Background technology
Cyber-net is bringing the huge while easily also to bring unprecedented challenge to the mankind, information security is more and more paid attention to by countries in the world.21 century is the information age, and information has become a kind of important strategic resource.Obtaining of information, processing and safety assurance ability have become the important component part of a national overall national strength.Information security, concerning national security and social stability, therefore, must take measures to guarantee the information security of China.

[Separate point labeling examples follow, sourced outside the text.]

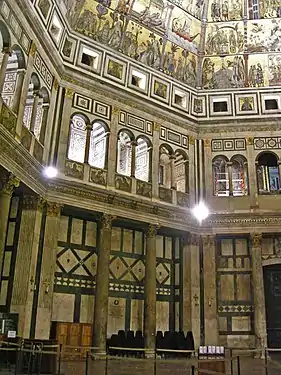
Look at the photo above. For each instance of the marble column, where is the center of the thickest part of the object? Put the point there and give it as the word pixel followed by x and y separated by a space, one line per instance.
pixel 64 132
pixel 150 292
pixel 155 161
pixel 6 54
pixel 252 176
pixel 24 280
pixel 44 122
pixel 46 281
pixel 191 169
pixel 7 186
pixel 191 287
pixel 210 289
pixel 208 171
pixel 230 185
pixel 88 143
pixel 112 147
pixel 133 158
pixel 102 287
pixel 25 86
pixel 36 98
pixel 173 177
pixel 18 90
pixel 258 291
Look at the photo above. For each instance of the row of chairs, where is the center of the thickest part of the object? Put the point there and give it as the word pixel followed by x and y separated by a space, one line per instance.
pixel 130 340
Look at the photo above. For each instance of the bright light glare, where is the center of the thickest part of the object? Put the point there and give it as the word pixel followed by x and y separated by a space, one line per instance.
pixel 200 211
pixel 50 172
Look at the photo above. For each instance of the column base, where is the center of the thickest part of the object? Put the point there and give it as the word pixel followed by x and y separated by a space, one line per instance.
pixel 149 354
pixel 98 354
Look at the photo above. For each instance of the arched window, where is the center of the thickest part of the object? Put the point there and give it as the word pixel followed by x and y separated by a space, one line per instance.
pixel 220 176
pixel 239 175
pixel 32 100
pixel 181 172
pixel 268 173
pixel 165 170
pixel 77 138
pixel 98 145
pixel 13 81
pixel 143 156
pixel 124 153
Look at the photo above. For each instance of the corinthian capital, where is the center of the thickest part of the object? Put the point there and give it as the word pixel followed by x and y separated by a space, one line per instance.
pixel 256 239
pixel 107 221
pixel 151 230
pixel 9 183
pixel 209 240
pixel 53 209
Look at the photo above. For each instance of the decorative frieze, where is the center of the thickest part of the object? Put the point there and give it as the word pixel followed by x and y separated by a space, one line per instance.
pixel 98 176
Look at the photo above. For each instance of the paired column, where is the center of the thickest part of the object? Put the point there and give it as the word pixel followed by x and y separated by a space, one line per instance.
pixel 155 160
pixel 47 257
pixel 36 98
pixel 18 90
pixel 133 158
pixel 63 141
pixel 24 284
pixel 150 291
pixel 7 186
pixel 258 289
pixel 25 86
pixel 191 287
pixel 172 163
pixel 210 288
pixel 7 52
pixel 230 185
pixel 102 286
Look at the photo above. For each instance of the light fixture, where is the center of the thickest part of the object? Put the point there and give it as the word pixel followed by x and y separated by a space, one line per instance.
pixel 50 172
pixel 200 212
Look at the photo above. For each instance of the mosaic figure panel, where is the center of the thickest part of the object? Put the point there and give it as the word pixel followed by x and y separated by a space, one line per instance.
pixel 264 36
pixel 225 10
pixel 258 71
pixel 225 39
pixel 223 72
pixel 154 33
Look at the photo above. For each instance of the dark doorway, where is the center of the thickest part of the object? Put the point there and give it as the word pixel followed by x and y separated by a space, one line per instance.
pixel 272 289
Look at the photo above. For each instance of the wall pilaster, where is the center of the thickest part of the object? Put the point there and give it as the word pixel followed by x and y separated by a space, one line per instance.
pixel 46 281
pixel 210 295
pixel 150 291
pixel 102 286
pixel 258 289
pixel 24 279
pixel 7 185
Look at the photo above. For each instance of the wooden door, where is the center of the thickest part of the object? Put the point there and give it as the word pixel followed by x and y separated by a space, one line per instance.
pixel 73 337
pixel 272 288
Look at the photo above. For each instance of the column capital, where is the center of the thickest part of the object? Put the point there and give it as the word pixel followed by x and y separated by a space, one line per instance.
pixel 191 140
pixel 33 49
pixel 209 240
pixel 152 230
pixel 53 208
pixel 33 202
pixel 55 84
pixel 256 239
pixel 107 220
pixel 69 93
pixel 172 157
pixel 115 111
pixel 7 50
pixel 9 184
pixel 134 143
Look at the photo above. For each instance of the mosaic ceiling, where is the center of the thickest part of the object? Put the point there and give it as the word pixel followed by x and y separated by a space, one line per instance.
pixel 227 44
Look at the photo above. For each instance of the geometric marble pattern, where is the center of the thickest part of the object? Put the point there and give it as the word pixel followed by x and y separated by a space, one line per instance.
pixel 76 262
pixel 127 269
pixel 235 308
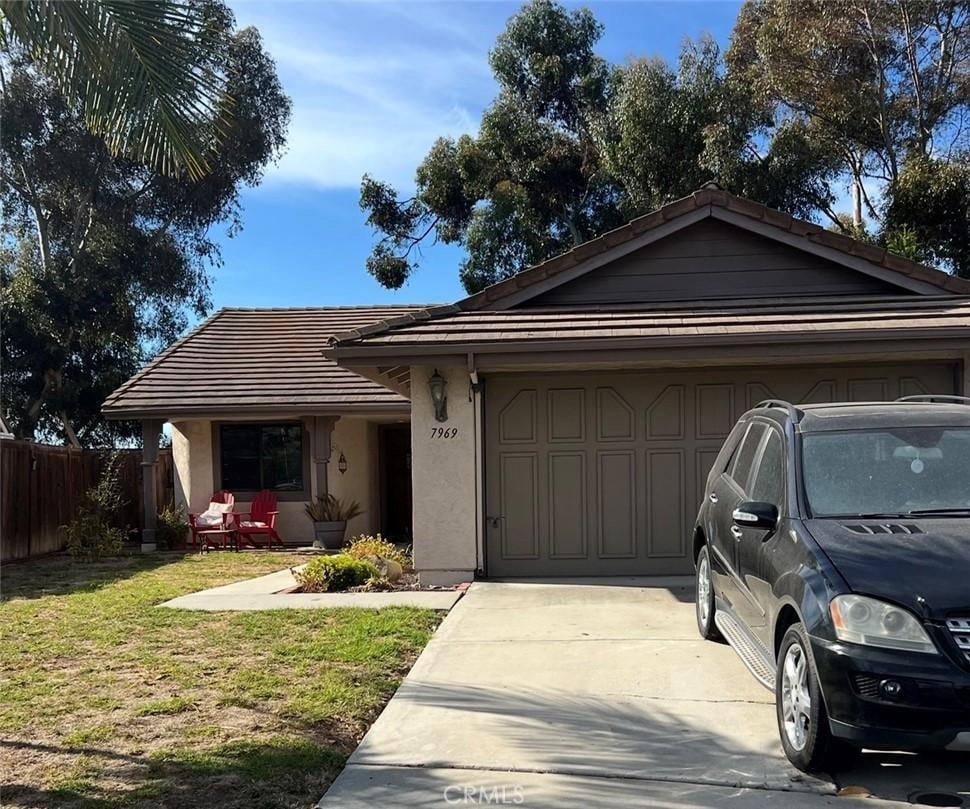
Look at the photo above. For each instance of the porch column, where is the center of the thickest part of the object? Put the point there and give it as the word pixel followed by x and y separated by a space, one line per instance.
pixel 151 432
pixel 322 431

The research that focus is optical information encryption technology of current optical Information Processing research.Optical Information Processing is nearly four emerging front subjects that grow up during the last ten years, optical information encryption technology based on optical theory and method is the generation information safe handling technology progressively growing up in recent years, and he has become an important component part of optical Information Processing science.The parallel ability of optical information system shows the advantage that conditional electronic information system can not be compared when processing magnanimity information, and handled image is more complicated, the larger this advantage of amount of information is just more obvious.Meanwhile, optical encryption is encrypted and is had the more degree of freedom than conditional electronic, and information can be hidden in a plurality of degrees of freedom space.
But along with going deep into of research, researcher finds most optical image encryption technology, the optical encryption technology that is especially encoded to Typical Representative with double random phase is owing to existing linear this character, and the fail safe of system exists great hidden danger.
What chaos system had ties up in the classical article < < Communication Theory of Secrecy Systems > > that Shannon1949 publishes and just mentions parameter and the highstrung fundamental characteristics of initial value and cryptographic natural pass.Chaos neither self-existent science, and it and other each science promote mutually, rely on mutually, derive thus many cross disciplines, as chaos meteorology, chaos economics, chaos mathematics etc.Chaos not only has researching value, and has application value realistic, can directly or indirectly create the wealth.This makes chaos controlling problem cause the very big concern of nonlinear dynamic system and Engineering Control expert in the world, becomes one of focus of nonlinear science research.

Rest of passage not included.